The moon and its gravitational “pull” on Earth plays an extremely important role in the oceans. Next to heating by solar radiation, lunar attraction may be the most important physical process to occur in the ocean. The moon acts to stir the oceans through the action of tides, which not only alter sea level at regular intervals but generate internal fluid motions that drive deep-sea circulation. The moon also provides a key signal to many marine animals, synchronizing the mating behavior of corals, the bioluminescent palolo worm and the beach-spawning California grunion, to name a few.



In the October 12, 2001, issue of Science, scientists using a new more accurate technique for measuring isotopes of oxygen reported on a re-analysis of moon rocks brought back by Neil Armstrong and his buddies. They found that the oxygen isotopes in moon rocks were nearly identical to oxygen isotopes in fresh mid-ocean ridge basalts, implying that the moon and Earth originated from the same source material.

What conclusion can be reached from the observation that the moon and the Earth are geologically identical?

These data lend strong support to the idea that the moon was created when a large planetary object called an impactor struck the infant Earth (aka the proto-Earth) and ejected the moon, kind of like what happens when you punch a jelly donut (like the kids on the television commercial).
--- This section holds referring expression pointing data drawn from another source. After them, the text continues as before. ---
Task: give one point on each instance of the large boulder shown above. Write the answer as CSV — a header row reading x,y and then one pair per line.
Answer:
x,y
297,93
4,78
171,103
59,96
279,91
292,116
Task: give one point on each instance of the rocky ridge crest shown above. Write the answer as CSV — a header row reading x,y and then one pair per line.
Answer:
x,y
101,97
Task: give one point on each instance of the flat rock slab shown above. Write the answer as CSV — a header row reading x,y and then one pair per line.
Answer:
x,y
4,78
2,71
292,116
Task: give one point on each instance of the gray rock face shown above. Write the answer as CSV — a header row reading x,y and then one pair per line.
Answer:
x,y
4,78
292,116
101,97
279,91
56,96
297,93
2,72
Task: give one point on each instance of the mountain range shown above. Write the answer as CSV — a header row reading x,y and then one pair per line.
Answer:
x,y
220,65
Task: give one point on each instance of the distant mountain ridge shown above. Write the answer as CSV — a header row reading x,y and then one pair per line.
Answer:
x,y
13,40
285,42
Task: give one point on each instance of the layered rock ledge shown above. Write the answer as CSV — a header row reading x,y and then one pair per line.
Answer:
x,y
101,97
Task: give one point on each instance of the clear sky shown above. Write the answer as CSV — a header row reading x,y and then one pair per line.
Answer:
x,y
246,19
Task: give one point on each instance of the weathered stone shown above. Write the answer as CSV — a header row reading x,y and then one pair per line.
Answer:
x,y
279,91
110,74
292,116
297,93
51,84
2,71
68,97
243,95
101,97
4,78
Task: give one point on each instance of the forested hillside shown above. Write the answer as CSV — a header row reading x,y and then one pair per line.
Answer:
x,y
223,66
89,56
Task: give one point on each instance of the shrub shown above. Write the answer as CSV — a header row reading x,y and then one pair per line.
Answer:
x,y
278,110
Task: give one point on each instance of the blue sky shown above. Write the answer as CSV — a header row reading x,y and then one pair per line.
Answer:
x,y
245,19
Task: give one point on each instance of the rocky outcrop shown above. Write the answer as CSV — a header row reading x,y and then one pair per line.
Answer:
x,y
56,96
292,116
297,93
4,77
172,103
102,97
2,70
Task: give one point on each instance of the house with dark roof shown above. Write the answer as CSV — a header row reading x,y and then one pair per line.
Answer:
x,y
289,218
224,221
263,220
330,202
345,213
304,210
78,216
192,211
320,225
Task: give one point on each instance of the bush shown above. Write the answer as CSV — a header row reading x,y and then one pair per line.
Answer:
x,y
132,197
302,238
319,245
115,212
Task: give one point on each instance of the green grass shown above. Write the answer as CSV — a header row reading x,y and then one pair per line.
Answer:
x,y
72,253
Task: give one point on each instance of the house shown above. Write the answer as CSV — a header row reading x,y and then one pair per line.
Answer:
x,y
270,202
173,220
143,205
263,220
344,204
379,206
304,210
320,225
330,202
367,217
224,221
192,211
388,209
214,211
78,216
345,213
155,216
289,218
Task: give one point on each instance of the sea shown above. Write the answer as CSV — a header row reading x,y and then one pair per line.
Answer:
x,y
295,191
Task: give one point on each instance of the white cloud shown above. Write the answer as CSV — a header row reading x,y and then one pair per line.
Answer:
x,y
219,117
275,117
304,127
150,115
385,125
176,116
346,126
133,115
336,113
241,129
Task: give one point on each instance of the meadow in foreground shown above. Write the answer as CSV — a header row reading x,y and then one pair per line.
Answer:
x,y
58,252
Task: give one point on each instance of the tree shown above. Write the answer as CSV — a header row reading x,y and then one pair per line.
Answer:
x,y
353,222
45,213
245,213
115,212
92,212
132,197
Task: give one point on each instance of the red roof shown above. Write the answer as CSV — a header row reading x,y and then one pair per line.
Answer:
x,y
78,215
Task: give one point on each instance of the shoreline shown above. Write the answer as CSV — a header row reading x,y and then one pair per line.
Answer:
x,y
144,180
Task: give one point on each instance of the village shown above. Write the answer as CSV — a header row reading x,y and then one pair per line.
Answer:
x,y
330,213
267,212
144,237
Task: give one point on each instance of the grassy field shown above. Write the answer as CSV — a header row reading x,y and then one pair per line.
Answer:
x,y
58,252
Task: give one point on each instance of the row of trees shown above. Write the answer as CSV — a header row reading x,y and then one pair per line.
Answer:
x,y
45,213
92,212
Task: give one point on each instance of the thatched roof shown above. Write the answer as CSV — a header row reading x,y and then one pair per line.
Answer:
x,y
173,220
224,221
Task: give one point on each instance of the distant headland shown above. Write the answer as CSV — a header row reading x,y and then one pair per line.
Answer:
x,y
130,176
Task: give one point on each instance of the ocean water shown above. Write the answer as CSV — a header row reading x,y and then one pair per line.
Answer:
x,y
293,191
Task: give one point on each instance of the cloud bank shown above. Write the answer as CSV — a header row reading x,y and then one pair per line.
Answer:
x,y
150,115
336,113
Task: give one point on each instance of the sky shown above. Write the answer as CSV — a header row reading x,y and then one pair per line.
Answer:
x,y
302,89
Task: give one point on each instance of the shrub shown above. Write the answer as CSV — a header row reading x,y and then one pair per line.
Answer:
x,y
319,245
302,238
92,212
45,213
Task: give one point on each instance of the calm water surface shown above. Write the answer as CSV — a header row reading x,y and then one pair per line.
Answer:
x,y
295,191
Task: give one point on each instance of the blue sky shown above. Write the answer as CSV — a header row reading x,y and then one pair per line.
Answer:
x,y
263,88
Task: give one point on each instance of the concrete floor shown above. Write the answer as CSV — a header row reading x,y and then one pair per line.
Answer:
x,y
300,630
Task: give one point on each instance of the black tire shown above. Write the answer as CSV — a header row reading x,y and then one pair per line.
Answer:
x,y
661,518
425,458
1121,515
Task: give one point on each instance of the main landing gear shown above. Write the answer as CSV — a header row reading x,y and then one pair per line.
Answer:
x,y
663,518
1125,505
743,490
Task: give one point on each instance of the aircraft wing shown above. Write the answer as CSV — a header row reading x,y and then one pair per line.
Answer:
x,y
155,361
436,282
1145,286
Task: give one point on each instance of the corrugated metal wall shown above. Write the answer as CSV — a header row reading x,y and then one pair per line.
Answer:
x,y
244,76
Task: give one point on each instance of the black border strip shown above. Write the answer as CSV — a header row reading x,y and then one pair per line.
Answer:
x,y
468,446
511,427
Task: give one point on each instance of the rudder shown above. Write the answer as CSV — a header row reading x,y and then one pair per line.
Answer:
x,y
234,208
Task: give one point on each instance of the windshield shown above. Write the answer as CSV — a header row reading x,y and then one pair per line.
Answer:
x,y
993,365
This impactor, called Theia after the daughter of the Greek goddess Gaia and her husband, the god Uranus)), was comparable in size to Mars and probably struck the Earth between 4.54 and 4.44 billion years ago. The Giant Impact model, as the impact origin of the moon has come to be known, predicts (assuming similar geological processes for Earth and moon) identical compositions for the Earth and moon. Hence, more than 30 years after humans first landed on the moon, scientists have confirmed that Earth and moon are the same rock.

The Giant Impact model (a conceptual model) for the origin of the moon also gets support from a recent computer model (a mathematical model) developed at the Southwest Research Institute and reported in Nature in February 2000. Sparing you the details, suffice it to say that for decades, scientists had been unable to reconcile the unusual orbital characteristics of the moon with a giant impact. Ward and Canup’s computer model resolved that discrepancy.